After trundling around Südtirol/Alto Adige for a week in a diesel-powered Mini Paceman, my wife and I headed for Milan via the SR249, the two-lane road that sluices down Lake Garda's eastern shore. At Peschiera del Garda, we joined the A4 heading west, and not long after, encountered a travel plaza amid which stood a beige building emblazoned with bold red letters spelling “AUTOGRILL”. Suspecting it might be the place of myth, we stopped. Our suspicion was duly confirmed upon entering, when we beheld the biggest, and possibly most beautiful, display of panini we had ever encountered.
The selection was staggering, ranging from the minimalist Gran Duca, composed solely of bread and Prosciutto di Parma, to the Capri, a splendour of focaccia, prosciutto cotto, fresh mozzarella, tomato, mayonnaise and oregano. A nod to Italy's northernmost province, gleaned from Austria in 1919 in the Treaty of Saint-Germain-en-Laye, was the Tirolese, a fennel-seed-flecked roll loaded with Edam cheese, speck and, in a nod to the Habsburg Empire's reach, Hungarian salami. Diners who forego meat and cheese, a remarkable burden in this republic, could ponder theories of masochism between bites of a Vegetariano, a bun filled with grilled eggplant, tomato and basil.
But Autogrill's repertoire goes far beyond the panino. For six euro ($8) you could outfit yourself with dishes like fagiolini (a lightly seasoned bean salad), contorno misto (cooked vegetables that typically accompany the main course in restaurants in Italy) or lasagne alla Ligure (Ligurian lasagne made with pesto, potatoes and green beans).Those craving additional carbohydrates can add a tartaruga multicereali (a small, domed bun whose name means “multigrain turtle”), filoncino alle olive (olive bread) or a plate of pane dorato (“golden bread” dredged in milk and egg and fried to a crouton-like crispness) for an additional euro or two.

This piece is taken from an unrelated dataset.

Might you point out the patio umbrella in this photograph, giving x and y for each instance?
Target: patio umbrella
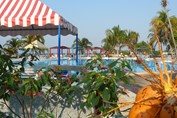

Many of Autogrill's 500 Italian locations – found on motorways, in airports and city centres – also feature a traditional staples section, called La Bottegaccia. The selection at this particular Autogrill was so vast – no fewer than 24 types of prosciutti, salame and other cured meats; cheeses ranging from petite spheres of mozzarella di bufala to 20kg wheels of Grana Padano; a wealth of artisanal pastas, olive oils and condiments – it seemed conceivable that a professional chef might pull over, fill up on 98 octane and restock their restaurant's kitchen.
The day was hot, and refreshments were in order. There was the typical panoply of fizzy drinks – Aranciata, Chinotto, Fanta – but more compelling was a refrigerated case filled with small, perfectly chilled, lunch-size bottles of wine. That they were situated just a few feet from the panini suggested they were the beverage of choice for many travellers. Bear in mind that in Italy, lunch, even a road lunch, is a production. You sit, you eat, you drink, you relax, you talk, you eat some more, you have a pastry, some biscotti, a gelato and finish with espresso. Amid such indulgence, a glass of wine is of little consequence.
Given that just an hour earlier we had consumed a passel of breadsticks, several fingers of focaccia dipped in olive oil, two pizzas, gelati and a pair of espressos on the shore of Lake Garda, my wife and I ordered light: a Caprese panino, a wedge of raspberry chocolate cake, a bottle of San Pellegrino and a crisp 2012 Mastri Vernacoli Cavit DOC Pinot Grigio, from Trento.
From a table in the skybridge overlooking the A4, we gazed down at the traffic – boxy transporter trucks speeding to and from the Veneto, sleek new Alfa Romeos, Lancias and Mercedes-Benz plowing down the left lanes and, darting among them like fearless mice, more Fiat 500s than we could count. The view wasn't quite Lake Garda, but it was mesmerising nonetheless – and the Caprese, exquisite.